Hey everyone !  My little cudi is my first pup so im a newbie on the puppy care stuff ... I thought any pet shampoo will do good but boy was i wrong! I went to petco and bought "Natural Espree Puppy Shampoo babyscent" And the Smell is horrible!! Smells really bad ... Does anyone have any good shampoos/conditioners for my little cudi ?? Something fresh and nice smelling please


----------



## The Fussy Puppy Gang (May 21, 2007)

Our favorite is The Coat Handler Shampoo and their conditioner. Pepper smells absolutely wonderful after his baths - and beyond! We also use The Coat Handler Detangler spray for brushing because we get so much static here and the spray does not build up on his coat. Great product!

But I know the others here have many other choices that they love, too.


----------



## shimpli (Mar 24, 2010)

I was using Pure Paws Shampoo and Coat Handler Conditioner. I like them but I forgot to buy them online on time and my puppy needed a bath so I went to Petsmart and I bought BOUNCE Hypoallergenic Shampoo and BOUNCE Satin Coat Conditioner and I LOVE them. !!! The smell is great and her coat feels as good or better than with the Coat Handler. So this is another option and you can find it in Petsmart.


----------



## motherslittlehelper (Mar 18, 2010)

You might try going through old threads in the Grooming section of the forum.
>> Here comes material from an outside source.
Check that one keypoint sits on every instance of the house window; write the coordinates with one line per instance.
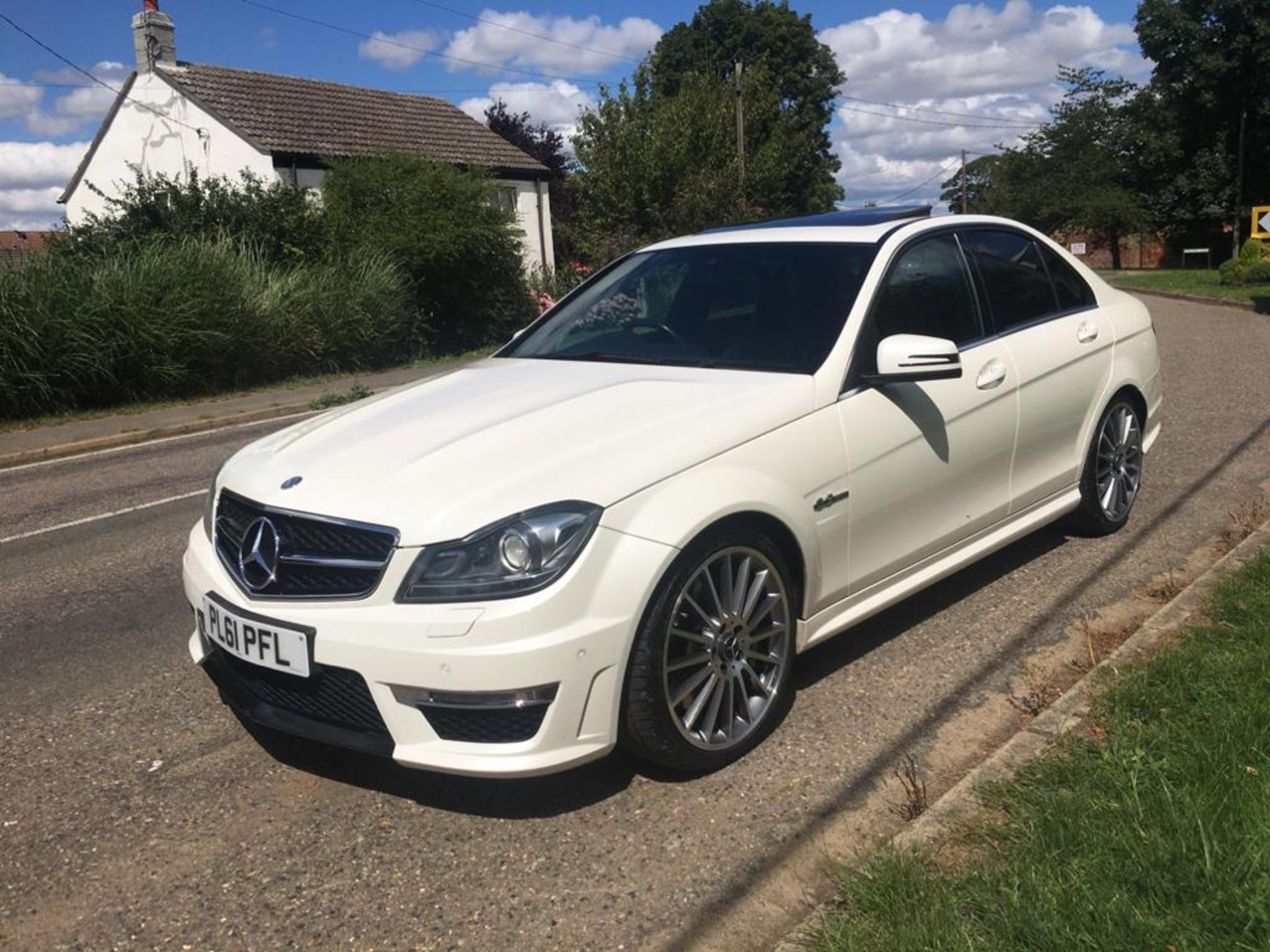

I believe there have been a 'few' discussions on shampoos. Like anything else, people's opinions are going to be all over the place with regard to fragrance - too strong, too whatever - and how the shampoos react with their particular dog's coat. What may work well on one dog may not be the best for another dog in the same family, etc. The bathtub where I bathe Augie is lined with various shampoos/conditioners - AND I AM NOT KIDDING!!!  A few of my favorites are the Pure Paws Reconstructive shampoo, Plush Puppy products, and right now we are liking Nature's Specialties Plum Silky and Plum Tastic conditioner (makes him smell like a smoothie). Have heard others mention a human shampoo - Pantene. And someone else the Bio Groom shampoos which I think I have seen at PetCo. You may have to experiment a bit. The ones I used and liked on Augie as a puppy do not do well on his longer, more adult hair. As a puppy, I liked the Paul Mitchel oatmeal shampoo on him.


----------



## irnfit (Nov 21, 2006)

I use #1 All Systems for Kodi. I just love it for his type of coat. I can use just about anything on Shelby and she will look great. Right now I am finishing up using Plush Puppy that I have. I also like Isle of Dog for both dogs.


----------